A 56-year old male underwent a total gastrectomy and splenectomy for gastric adenocarcinoma. Over a period of two months he developed a progressively unsteady gait, increasing weakness of his left hand and frontal headaches associated with nausea and vomiting. Imaging revealed a lesion in the right frontal lobe. He underwent a craniotomy with resection of the lesion, which was confirmed metastatic gastric adenocarcinoma. He experienced gradual increasing symptoms as well as jaundice, deteriorating consciousness and papilloedema from increased intracranial pressure. Repeat imaging revealed recurrence of the right frontal metastatic lesion as well as liver metastases. The patient died 9 months after his initial gastrectomy surgery.
This brain specimen is cut in the coronal plane. A circumscribed, variegated, pink-grey tumour is evident in the right frontal lobe. The tumour is involving the grey and white matter. Compression of the right lateral ventricle by the lesion is apparent with shift of the midline structures also seen.

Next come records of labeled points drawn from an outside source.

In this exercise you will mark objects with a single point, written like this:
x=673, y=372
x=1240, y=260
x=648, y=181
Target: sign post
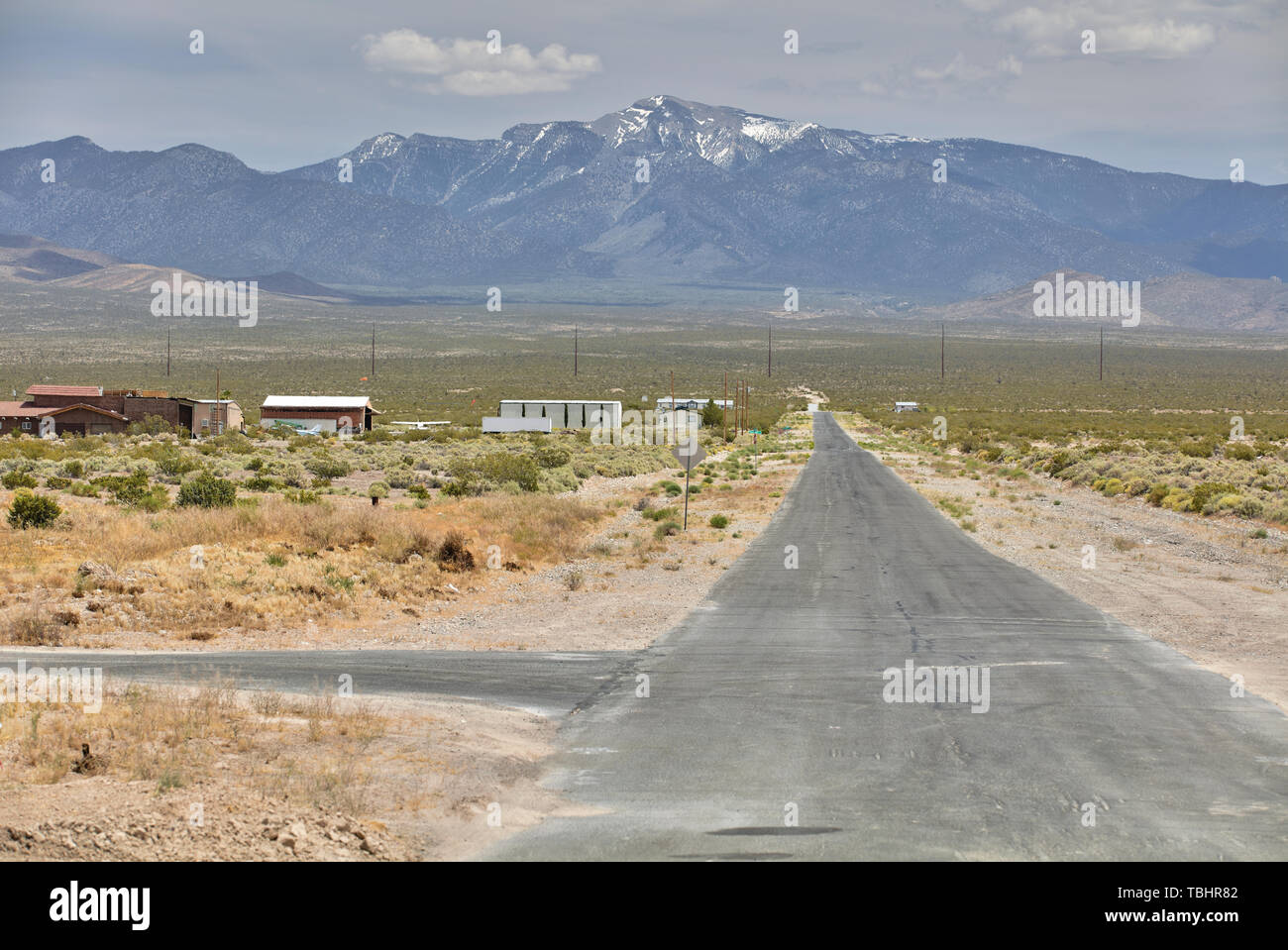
x=688, y=454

Stomach cancer is one of the most common causes of cancer-related death worldwide. Risk factors include male gender, diet, smoking and chronic Helicobacter pylori infection. The most common sites for metastases of gastric adenocarcinoma are the liver, peritoneum, lungs and bones. Brain metastases are rare, occurring in <1% of cases. Isolated brain metastases are very uncommon with them being more commonly seen in disseminated disease and associated with a poor prognosis. Palliative treatment may include surgery, radiotherapy, steroid, chemotherapy or a combination thereof.